Here, we use a comprehensive RNA-seq data set from 17 mammalian species and seven different tissues to characterize the pattern of expression evolution across the mammalian lineage. We find that an evolutionary model that incorporates stabilizing selection is most appropriate for describing mammalian expression evolution. We further develop a framework, based on the previously proposed Ornstein–Uhlenbeck (OU) model, to parameterize the distribution of evolutionarily optimal gene expression, and we use this distribution to quantify the extent of stabilizing selection on a gene's expression, identify deleterious expression levels in patient expression data, and detect directional selection in lineage-specific expression programs.

Results

Expression differences between mammalian species saturate with increasing evolutionary time

To systematically explore mammalian expression evolution, we compiled a data set across the mammalian phylogeny spanning 17 species and seven different tissues (brain, heart, muscle, lung, kidney, liver, testis) (Fig. 1A; Supplemental Table S1). The data set combines published data for 12 species (Harr and Turner 2010; Brawand et al. 2011; Merkin et al. 2012; Pipes et al. 2013; Cortez et al. 2014; Wong et al. 2015) with data for five additional species we newly collected here to improve phylogenetic coverage (Methods). We focused on the 10,899 Ensembl-annotated mammalian one-to-one orthologs (Aken et al. 2017). We confirmed the quality of gene annotations by realigning transcriptomes across species and finding that 95%–99% of Ensembl's one-to-one orthologs were also identified as reciprocal-best alignments by our procedure; moreover, the mean sequence identity between Ensembl-annotated orthologs and their human counterpart decreases linearly with evolutionary time (Supplemental Fig. S1). Additionally, as expected, expression profiles first cluster by tissue and then by species, and their hierarchical clustering closely matches the phylogenetic tree (Supplemental Figs. S2, S3).

Figure 1.

Figure 1.

Expression evolution across mammalian lineages is accurately modeled by the OU process. (A) Data overview. Phylogenetic tree of all 17 mammals (left) marked by tissue types (colored dots) for which profiles are included. (*) Newly generated data. (B) Expression divergence is not linear. Shown is the pairwise mean squared expression distances (y-axis) between mammals and human for liver samples across evolutionary time, as estimated by substitutions per 100 bp (x-axis). (Error bars) standard deviation of the mean across replicates; (solid line) nonlinear (y = axk) regression fit. (C) OU model. Equation describing OU model (top): (σ) rate of genetic drift; [dB(t)] Brownian motion; (θ) optimal expression level; (α) strength of selection. (Left) Simulated trajectories of expression (y-axis) over evolutionary time (x-axis) under a Brownian motion (top) and OU (bottom) process. Ten example trajectories are shown. (Right) Mean squared distance to initial value (y-axis) across time (x-axis) from 1000 simulated trajectories. (D) Distribution of optimal expression. (Top) Illustration of the change in probability distribution of expression (y-axis) across time (x-axis) under an OU process.
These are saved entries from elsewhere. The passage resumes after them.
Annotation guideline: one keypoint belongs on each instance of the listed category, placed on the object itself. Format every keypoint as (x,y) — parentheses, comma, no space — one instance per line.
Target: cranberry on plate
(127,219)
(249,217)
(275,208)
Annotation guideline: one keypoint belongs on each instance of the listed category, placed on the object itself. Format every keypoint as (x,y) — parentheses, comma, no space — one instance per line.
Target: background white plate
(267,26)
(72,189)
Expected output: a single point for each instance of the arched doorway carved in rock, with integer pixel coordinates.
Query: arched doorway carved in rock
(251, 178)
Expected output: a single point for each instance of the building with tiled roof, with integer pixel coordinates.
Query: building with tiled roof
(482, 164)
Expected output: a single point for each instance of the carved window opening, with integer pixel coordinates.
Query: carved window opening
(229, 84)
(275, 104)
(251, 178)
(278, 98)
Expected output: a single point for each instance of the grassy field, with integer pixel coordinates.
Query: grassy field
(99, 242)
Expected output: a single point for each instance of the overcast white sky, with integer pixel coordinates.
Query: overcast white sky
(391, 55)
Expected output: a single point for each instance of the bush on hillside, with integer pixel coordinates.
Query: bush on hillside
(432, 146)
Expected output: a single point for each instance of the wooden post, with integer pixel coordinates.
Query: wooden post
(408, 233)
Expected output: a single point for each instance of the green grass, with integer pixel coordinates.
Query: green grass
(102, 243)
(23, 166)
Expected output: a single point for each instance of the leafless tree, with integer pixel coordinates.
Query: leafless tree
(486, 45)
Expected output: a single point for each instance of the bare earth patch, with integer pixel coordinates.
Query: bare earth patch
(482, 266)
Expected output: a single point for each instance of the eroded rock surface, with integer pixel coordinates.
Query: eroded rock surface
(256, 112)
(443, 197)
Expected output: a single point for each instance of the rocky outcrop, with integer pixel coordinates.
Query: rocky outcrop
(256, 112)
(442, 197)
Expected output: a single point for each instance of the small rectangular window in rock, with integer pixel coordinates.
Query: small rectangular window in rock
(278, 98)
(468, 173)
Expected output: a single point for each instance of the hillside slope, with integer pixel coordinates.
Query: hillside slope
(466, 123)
The distribution stabilizes as time approaches infinity. (Bottom) Scatter plot of log10TPM values (y-axis) across all liver samples (x-axis) of two example genes with low (NRBP1) and high (APOA4) variance. (Solid and dotted red lines) Estimated mean and variance, respectively, of the asymptotic (optimal) distribution of each gene's expression value estimated using the OU process. Note that mean and variance are calculated in log space.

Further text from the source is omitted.